Second: a new framework for sovereign debt restructuring that operates outside creditor control. Currently, debt restructurings are negotiated by the very creditor institutions (IMF, World Bank, Paris Club) that created the debt conditions. A genuinely independent international restructuring mechanism — proposed by various economists including Joseph Stiglitz and Jayati Ghosh — would operate more like a bankruptcy court than a creditor's committee.

Third: the recognition that certain categories of debt — debt incurred under colonial administration, debt incurred by unrecognized or undemocratic governments, debt that has been repaid multiple times over in interest — should be formally cancelled without conditions.

Fourth: a recalibration of what development finance actually looks like. The current model treats grants as generosity and loans as the appropriate tool for development. The evidence suggests the opposite: grants for public goods (health, education, infrastructure) produce better outcomes than loans that saddle governments with debt service obligations that crowd out public investment.

The Stakes

The global south currently transfers more money to the global north in debt service than it receives in foreign aid and development finance combined. This is not contested data — it is the conclusion of multiple UN reports, independent economists, and even some World Bank analyses. The development finance system, in aggregate, currently extracts wealth from poor nations rather than transferring it to them.

In this context, debt forgiveness is not a gift. It is a correction of an ongoing wrong. It is the return of what was taken. It is, in the most precise sense of the word, an act of grace — not in the sense of unearned generosity, but in the sense of giving people what they are actually owed, without using the giving as leverage for further control.

The nations that currently hold the debt have the power to cancel it unilaterally. They do not do so because they benefit from the arrangement. But the costs of the arrangement — in stunted development, in migration pressure, in political instability, in the permanent suppression of human potential across billions of people — are not borne by creditors. They are borne by everyone.

When the global south is poor, the world is poor. When talent cannot develop because schools aren't funded, the world loses that talent. When diseases spread because healthcare systems were cut, the diseases don't stop at borders. When governments are too indebted to respond to climate change, the climate continues to change.

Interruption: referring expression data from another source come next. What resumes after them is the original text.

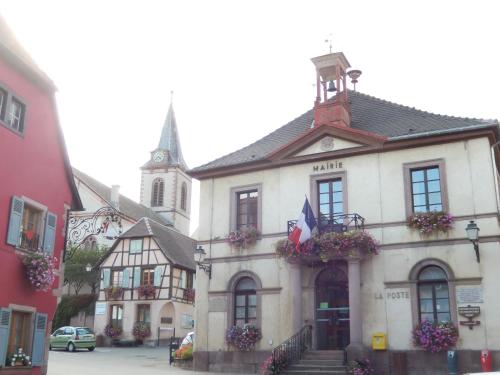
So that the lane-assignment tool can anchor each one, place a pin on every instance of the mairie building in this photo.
(367, 166)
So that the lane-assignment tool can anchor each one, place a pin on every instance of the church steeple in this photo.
(165, 186)
(169, 140)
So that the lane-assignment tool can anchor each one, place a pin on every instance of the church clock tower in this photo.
(165, 186)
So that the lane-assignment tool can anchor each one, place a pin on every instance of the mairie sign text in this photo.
(328, 166)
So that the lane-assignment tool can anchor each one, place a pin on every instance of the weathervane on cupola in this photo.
(331, 77)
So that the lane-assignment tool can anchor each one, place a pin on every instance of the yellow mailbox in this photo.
(379, 341)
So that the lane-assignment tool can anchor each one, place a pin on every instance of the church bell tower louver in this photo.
(165, 186)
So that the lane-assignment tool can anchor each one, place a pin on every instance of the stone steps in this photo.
(321, 362)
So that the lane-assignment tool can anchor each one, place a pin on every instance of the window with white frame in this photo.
(12, 111)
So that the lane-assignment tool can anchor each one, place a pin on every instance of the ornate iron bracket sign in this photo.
(469, 312)
(81, 228)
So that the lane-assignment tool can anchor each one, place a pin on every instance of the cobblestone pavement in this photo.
(114, 361)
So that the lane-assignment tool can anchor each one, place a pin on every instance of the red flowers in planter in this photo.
(146, 291)
(189, 294)
(331, 245)
(114, 292)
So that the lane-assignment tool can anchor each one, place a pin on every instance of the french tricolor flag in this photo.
(305, 224)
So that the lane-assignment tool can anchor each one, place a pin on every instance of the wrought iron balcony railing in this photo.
(334, 223)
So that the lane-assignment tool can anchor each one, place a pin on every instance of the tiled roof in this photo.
(10, 44)
(179, 249)
(127, 206)
(368, 114)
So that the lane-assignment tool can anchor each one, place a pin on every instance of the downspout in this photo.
(495, 177)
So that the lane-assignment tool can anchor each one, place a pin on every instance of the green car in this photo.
(72, 338)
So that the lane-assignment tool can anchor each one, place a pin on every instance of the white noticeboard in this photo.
(469, 294)
(100, 308)
(186, 321)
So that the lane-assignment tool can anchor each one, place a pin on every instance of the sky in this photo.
(241, 69)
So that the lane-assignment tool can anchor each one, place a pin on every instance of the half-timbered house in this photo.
(147, 277)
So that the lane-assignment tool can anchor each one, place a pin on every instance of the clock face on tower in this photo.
(158, 156)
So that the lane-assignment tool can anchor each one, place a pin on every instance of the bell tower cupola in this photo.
(165, 186)
(331, 77)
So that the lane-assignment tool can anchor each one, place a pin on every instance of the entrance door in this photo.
(332, 307)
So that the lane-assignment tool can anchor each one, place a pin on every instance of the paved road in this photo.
(114, 361)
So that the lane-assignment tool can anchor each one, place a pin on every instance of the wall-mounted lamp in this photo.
(473, 236)
(204, 265)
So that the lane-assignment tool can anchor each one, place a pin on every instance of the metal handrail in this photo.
(335, 223)
(291, 350)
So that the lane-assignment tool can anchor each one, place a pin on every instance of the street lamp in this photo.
(204, 265)
(473, 236)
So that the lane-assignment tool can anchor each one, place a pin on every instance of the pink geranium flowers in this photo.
(431, 222)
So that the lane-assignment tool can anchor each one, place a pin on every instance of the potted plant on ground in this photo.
(141, 330)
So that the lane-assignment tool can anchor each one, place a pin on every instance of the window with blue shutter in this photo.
(158, 275)
(126, 278)
(15, 221)
(106, 274)
(5, 315)
(38, 352)
(137, 277)
(49, 235)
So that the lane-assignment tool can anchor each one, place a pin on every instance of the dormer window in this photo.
(157, 192)
(12, 111)
(15, 115)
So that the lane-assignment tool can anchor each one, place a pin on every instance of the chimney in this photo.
(115, 196)
(331, 72)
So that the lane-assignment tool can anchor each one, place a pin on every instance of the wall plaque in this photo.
(166, 320)
(100, 308)
(398, 294)
(469, 294)
(187, 321)
(469, 312)
(217, 304)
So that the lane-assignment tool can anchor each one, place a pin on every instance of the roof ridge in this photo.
(258, 140)
(413, 108)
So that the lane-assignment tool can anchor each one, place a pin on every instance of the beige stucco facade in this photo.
(375, 189)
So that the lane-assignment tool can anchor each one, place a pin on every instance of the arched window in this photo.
(183, 196)
(157, 192)
(245, 302)
(433, 295)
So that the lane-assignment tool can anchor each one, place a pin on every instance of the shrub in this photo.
(112, 331)
(435, 337)
(362, 367)
(40, 268)
(243, 339)
(70, 306)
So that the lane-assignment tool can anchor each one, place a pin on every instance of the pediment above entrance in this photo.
(327, 143)
(327, 139)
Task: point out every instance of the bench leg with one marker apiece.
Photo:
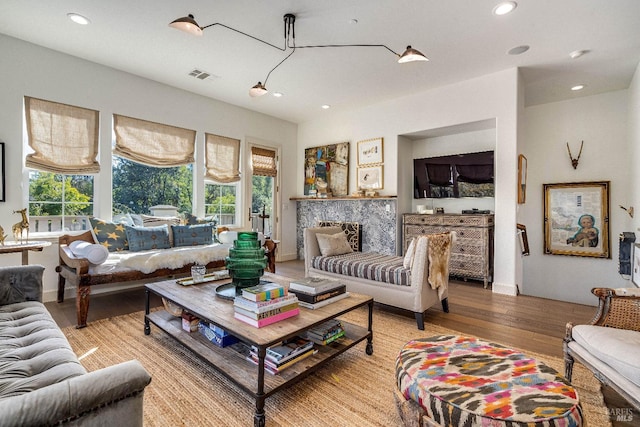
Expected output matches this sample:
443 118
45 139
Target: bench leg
82 305
445 305
420 320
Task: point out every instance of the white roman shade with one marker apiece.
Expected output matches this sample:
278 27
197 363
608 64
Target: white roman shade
263 161
153 144
64 138
222 158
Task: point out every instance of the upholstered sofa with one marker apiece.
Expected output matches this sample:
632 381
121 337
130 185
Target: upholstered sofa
41 380
397 281
609 346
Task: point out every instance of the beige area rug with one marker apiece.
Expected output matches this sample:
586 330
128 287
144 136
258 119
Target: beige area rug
352 390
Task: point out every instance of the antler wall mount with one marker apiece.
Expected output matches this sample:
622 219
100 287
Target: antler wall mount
574 162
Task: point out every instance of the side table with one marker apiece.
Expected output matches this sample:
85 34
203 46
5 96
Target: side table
10 247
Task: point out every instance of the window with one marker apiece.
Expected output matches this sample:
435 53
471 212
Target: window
59 202
220 201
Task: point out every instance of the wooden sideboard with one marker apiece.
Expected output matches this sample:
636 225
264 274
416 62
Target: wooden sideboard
472 254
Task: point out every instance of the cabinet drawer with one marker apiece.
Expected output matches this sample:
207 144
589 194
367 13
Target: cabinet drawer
473 220
423 219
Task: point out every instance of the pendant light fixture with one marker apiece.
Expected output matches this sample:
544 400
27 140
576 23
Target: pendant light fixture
189 25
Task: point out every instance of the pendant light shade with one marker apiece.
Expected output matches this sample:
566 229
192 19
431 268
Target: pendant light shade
187 24
257 90
411 55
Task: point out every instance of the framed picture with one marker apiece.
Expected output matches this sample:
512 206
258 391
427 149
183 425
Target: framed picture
524 240
522 178
2 184
576 219
326 169
370 178
370 152
635 265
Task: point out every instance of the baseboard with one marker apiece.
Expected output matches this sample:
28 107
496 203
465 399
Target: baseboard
505 288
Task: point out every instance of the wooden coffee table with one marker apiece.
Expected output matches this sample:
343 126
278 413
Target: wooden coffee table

Debt forgiveness between nations is an act of grace. It is also, if you care about outcomes, an act of rational self-interest on the part of creditor nations.

The question is whether the political will to see that can be generated. History suggests it requires organized, sustained, morally clear public pressure — like Jubilee 2000. It requires leaders willing to name the injustice plainly. And it requires a global moment where the pretense that current arrangements are natural and neutral becomes impossible to maintain.

That moment is closer than it has ever been.